Minimal custom provider
import {
ModelProvider,
Model,
ModelRequest,
ModelResponse,
ResponseStreamEvent,
} from '@openai/agents-core';
import { Agent, Runner } from '@openai/agents';
class EchoModel implements Model {
name: string;
constructor() {
this.name = 'Echo';
}
async getResponse(request: ModelRequest): Promise<ModelResponse> {
return {
usage: {},
output: [{ role: 'assistant', content: request.input as string }],
} as any;
}
async *getStreamedResponse(
_request: ModelRequest,
): AsyncIterable<ResponseStreamEvent> {
yield {
type: 'response.completed',
response: { output: [], usage: {} },
} as any;
}
}
class EchoProvider implements ModelProvider {
getModel(_modelName?: string): Promise<Model> | Model {
return new EchoModel();
}
}
const runner = new Runner({ modelProvider: new EchoProvider() });
console.log(runner.config.modelProvider.getModel());
const agent = new Agent({
name: 'Test Agent',
instructions: 'You are a helpful assistant.',
model: new EchoModel(),
modelSettings: { temperature: 0.7, toolChoice: 'auto' },
});
console.log(agent.model);

If you want every run() call and every newly constructed Runner to use the same provider by default, set it once during app startup:

Set a default model provider
import { setDefaultModelProvider } from '@openai/agents';
setDefaultModelProvider({
async getModel() {
// Return any Model implementation here.
throw new Error('Provide your own model implementation.');
},
});

This is useful when your app standardizes on a non-OpenAI provider and you do not want to pass a custom Runner everywhere.

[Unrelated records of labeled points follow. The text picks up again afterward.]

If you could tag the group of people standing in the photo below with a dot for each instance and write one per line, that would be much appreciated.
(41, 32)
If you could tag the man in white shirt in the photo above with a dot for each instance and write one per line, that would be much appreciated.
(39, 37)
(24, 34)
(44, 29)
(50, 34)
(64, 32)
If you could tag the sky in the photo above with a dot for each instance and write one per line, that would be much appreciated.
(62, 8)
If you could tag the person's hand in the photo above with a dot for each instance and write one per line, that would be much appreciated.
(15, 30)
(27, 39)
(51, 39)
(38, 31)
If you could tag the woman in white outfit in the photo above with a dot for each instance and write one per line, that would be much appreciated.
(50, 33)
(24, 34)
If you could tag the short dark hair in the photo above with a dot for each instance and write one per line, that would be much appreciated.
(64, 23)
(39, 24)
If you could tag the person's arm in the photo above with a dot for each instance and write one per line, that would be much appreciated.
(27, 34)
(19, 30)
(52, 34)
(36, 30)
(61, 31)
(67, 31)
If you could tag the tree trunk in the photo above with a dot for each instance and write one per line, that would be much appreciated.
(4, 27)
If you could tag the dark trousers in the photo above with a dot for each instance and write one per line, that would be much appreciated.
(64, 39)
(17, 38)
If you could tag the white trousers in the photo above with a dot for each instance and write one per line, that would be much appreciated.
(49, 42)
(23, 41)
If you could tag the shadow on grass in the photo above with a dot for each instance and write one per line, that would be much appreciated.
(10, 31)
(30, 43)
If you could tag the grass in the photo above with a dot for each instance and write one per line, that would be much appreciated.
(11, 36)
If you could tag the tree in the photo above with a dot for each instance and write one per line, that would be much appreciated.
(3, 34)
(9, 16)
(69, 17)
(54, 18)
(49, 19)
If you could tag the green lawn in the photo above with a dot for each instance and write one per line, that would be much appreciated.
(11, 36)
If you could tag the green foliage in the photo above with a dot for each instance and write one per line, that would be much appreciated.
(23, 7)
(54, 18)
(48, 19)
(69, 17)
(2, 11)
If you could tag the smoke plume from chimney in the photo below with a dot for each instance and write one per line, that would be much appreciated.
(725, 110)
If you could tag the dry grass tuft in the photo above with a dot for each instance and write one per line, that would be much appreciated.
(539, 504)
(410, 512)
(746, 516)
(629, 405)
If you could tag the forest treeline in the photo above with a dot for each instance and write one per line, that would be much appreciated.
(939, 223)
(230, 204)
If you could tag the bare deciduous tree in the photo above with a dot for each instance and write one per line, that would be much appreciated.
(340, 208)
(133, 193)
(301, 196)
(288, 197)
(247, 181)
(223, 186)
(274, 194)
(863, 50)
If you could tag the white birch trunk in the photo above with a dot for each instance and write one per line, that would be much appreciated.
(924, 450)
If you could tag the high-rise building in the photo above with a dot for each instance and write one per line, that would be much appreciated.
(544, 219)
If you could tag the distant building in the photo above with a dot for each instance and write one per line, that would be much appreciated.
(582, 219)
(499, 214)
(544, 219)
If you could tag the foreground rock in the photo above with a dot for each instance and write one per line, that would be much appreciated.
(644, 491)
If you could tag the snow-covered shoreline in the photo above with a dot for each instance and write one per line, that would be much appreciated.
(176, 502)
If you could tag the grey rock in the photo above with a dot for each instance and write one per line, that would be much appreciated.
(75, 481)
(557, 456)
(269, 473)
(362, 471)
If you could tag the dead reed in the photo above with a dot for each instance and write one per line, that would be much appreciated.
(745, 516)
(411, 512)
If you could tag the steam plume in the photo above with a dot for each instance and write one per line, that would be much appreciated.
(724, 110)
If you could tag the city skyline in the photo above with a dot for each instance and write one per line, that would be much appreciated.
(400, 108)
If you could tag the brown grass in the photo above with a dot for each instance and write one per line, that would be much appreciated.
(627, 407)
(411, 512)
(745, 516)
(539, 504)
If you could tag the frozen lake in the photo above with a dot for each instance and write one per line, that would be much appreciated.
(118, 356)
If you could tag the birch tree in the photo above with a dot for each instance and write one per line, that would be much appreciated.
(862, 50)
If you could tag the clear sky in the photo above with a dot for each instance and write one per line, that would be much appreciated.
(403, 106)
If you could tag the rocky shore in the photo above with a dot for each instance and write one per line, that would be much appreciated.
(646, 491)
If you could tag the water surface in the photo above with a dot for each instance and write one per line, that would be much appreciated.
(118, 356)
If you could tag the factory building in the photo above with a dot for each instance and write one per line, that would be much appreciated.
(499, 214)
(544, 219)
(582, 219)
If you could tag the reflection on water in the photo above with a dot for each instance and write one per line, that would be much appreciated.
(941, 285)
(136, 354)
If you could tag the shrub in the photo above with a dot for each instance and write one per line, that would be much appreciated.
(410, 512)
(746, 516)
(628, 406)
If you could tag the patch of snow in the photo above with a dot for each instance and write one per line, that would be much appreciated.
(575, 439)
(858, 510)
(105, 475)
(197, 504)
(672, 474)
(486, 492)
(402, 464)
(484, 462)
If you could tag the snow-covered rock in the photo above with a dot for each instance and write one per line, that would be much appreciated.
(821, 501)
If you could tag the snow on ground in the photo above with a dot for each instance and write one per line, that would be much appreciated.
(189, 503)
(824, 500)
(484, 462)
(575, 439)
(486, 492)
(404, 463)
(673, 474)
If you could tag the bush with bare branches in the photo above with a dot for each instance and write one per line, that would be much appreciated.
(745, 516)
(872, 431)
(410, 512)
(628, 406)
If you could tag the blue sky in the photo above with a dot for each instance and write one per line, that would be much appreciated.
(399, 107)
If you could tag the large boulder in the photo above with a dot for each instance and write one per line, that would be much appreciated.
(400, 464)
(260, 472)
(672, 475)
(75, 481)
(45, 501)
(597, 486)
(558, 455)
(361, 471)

If you want to use non-OpenAI models without implementing ModelProvider yourself, see Using any model with Vercel’s AI SDK. That adapter lets you plug an AI SDK model into the Agents runtime directly, which is useful when your app already standardizes on AI SDK providers or you want access to the wider provider ecosystem. It also documents how Agents SDK providerData maps to AI SDK providerMetadata, plus the stream helpers available for AI SDK UI routes.

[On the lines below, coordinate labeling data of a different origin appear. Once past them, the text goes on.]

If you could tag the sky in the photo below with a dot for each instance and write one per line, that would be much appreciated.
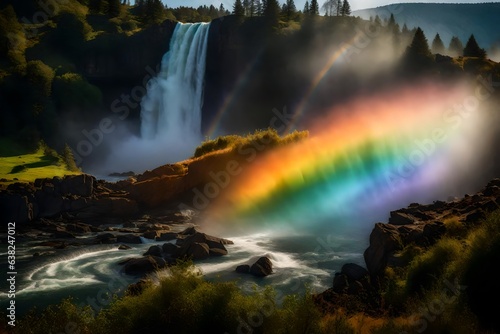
(355, 4)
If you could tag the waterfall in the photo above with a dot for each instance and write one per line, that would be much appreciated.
(171, 109)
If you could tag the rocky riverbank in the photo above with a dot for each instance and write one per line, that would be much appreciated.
(417, 225)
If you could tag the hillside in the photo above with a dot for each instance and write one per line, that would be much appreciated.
(446, 19)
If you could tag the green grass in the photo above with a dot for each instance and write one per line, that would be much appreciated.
(26, 167)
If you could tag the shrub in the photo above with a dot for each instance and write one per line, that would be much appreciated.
(424, 269)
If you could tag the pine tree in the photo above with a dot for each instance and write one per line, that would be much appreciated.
(252, 8)
(306, 8)
(419, 46)
(437, 45)
(258, 8)
(246, 7)
(114, 7)
(338, 6)
(238, 8)
(346, 8)
(472, 49)
(272, 12)
(456, 48)
(314, 9)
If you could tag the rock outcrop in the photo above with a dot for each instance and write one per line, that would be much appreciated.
(424, 224)
(81, 197)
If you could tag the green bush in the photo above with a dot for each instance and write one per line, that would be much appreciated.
(183, 302)
(425, 269)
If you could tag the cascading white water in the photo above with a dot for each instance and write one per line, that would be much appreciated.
(171, 108)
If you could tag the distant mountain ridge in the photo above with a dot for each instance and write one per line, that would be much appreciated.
(462, 20)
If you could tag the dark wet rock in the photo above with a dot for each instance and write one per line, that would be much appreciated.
(217, 252)
(63, 235)
(198, 251)
(15, 207)
(154, 250)
(167, 236)
(263, 267)
(106, 238)
(142, 265)
(243, 269)
(170, 249)
(354, 272)
(135, 289)
(79, 228)
(384, 239)
(400, 218)
(129, 225)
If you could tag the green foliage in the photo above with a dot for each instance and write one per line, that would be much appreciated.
(425, 269)
(238, 9)
(183, 302)
(476, 268)
(56, 318)
(268, 137)
(419, 47)
(472, 49)
(70, 90)
(12, 39)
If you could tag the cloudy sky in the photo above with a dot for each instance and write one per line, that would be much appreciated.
(355, 4)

Tracing is already enabled by default in supported server runtimes. Use setTracingExportApiKey() only when trace export should use a different credential than the default OpenAI API key:

Set tracing export API key
import { setTracingExportApiKey } from '@openai/agents';
setTracingExportApiKey('sk-...');

This sends traces to the OpenAI dashboard using that credential. For exporter customization such as custom ingest endpoints or retry tuning, see the Tracing guide.